Fixing DataDog agent congestion issues in Amazon EKS cluster

6/23/2021

A few months ago I integrated DataDog into my Kubernetes cluster by using a DaemonSet configuration. Since then I've been getting congestion alerts with the following message:

Please tune the hot-shots settings https://github.com/brightcove/hot-shots#errors

By attempting to follow the docs with my limited Orchestration/DevOps knowledge, what I could gather is that I need to add the following to my DaemonSet config:

spec
.
.
  securityContext:
        sysctls:
          - name: net.unix.max_dgram_qlen
            value: "1024"
          - name: net.core.wmem_max
            value: "4194304"

I attempted to add that configuration piece to one of the auto-deployed DataDog pods directly just to try it out but it hangs indefinitely and doesn't save the configuration (Instead of adding to DaemonSet and risking bringing all agents down).
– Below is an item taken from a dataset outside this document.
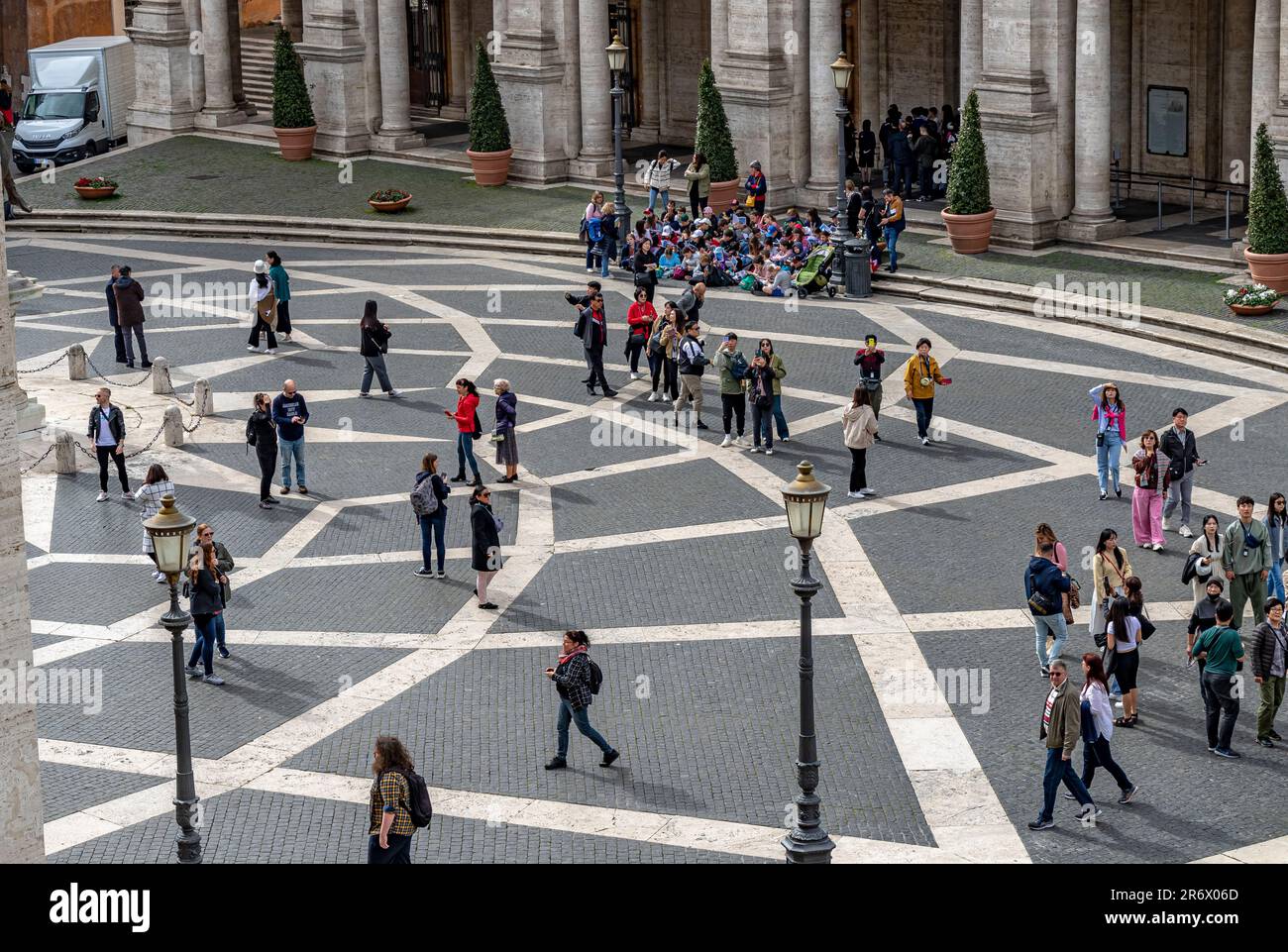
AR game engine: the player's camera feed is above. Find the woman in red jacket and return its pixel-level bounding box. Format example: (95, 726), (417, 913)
(622, 287), (657, 380)
(443, 377), (483, 485)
That hot-shots documentation also mentions that the above sysctl configuration requires unsafe sysctls to be enabled in the nodes that contain the pods:

kubelet --allowed-unsafe-sysctls \
  'net.unix.max_dgram_qlen, net.core.wmem_max'

The cluster I am working with is fully deployed with EKS by using the Dashboard in AWS (Little knowledge on how it is configured). The above seems to be indicated for manually deployed and managed cluster.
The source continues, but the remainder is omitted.